Ruatoka was a brown Greatheart. It was with him as it must be with all brave sons who serve that great Captain, Jesus Christ: he wanted to be in the front of the battle. When the great Tamate was killed and eaten by the cannibals of Goaribari, Ruatoka wrote a letter to a missionary who lived and still lives in Papua. This is the end of the letter:
“Hear my wish. It is a great wish. The remainder of my strength I would spend in the place where Tamate was killed. In that village I would live. In that place where they killed men, Jesus Christ’s name and His word I would teach to the people that they may become Jesus’ children. My wish is just this. You know it. I have spoken.
RUATOKA.”
FOOTNOTES:
[Footnote 42: James Chalmers: see Chapter XIII.]
[Footnote 43: See Chapter II.]
Book Three: THE PATHFINDERS OF AFRICA
CHAPTER XV
THE MAN WHO WOULD GO ON
David Livingstone
(Dates born 1813, died 1873)
There was a deathly stillness in the hot African air
as two bronzed
Scots strode along the narrow forest path.
The one, a young, keen-eyed doctor,[44] glanced quickly through the trees and occasionally turned aside to pick some strange orchid and to slip it into his collecting case. The other strode steadily along with that curious, “resolute forward tread” of his.[45] He was David Livingstone. Behind them came a string of African bearers carrying in bundles on their heads the tents and food of the explorers.
Suddenly, with a crunch, Livingstone’s heel went through a white object half hidden in the long grass—a thing like an ostrich’s egg. He stooped—and his strong, bronzed face was twisted with mingled sorrow and anger, as, looking into the face of his younger friend, he gritted out between his clenched teeth, “The slave-raiders again!”
It was the whitening skull of an African boy.
For weeks those two Britons had driven their little steamer (the Asthmatic they called her, because of her wheezing engines) up the Zambesi river and were now exploring its tributary the Shire.

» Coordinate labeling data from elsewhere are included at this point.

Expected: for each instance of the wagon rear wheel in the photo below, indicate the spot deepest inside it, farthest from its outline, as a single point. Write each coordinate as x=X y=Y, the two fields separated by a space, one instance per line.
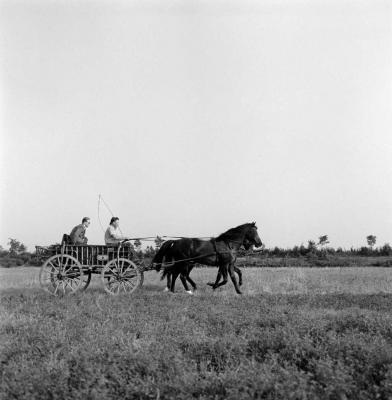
x=121 y=275
x=63 y=274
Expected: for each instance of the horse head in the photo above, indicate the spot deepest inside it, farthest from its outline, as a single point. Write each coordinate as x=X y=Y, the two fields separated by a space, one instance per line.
x=252 y=237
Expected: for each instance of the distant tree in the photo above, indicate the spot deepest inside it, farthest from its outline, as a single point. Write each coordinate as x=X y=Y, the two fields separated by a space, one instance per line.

Each morning, before they could start the ship’s engines, they had been obliged to take poles and push from between the paddles of the wheels the dead bodies of Africans—men, women, and children—slain bodies which had floated down from the villages that the Arab slave-raiders had burned and sacked. Livingstone was out on the long, bloody trail of the slaver, the trail that stretched on and on into the heart of Africa where no white man had ever been.
This negro boy’s skull, whitening on the path, was only one more link in the long, sickening shackle-chain of slavery that girdled down-trodden Africa.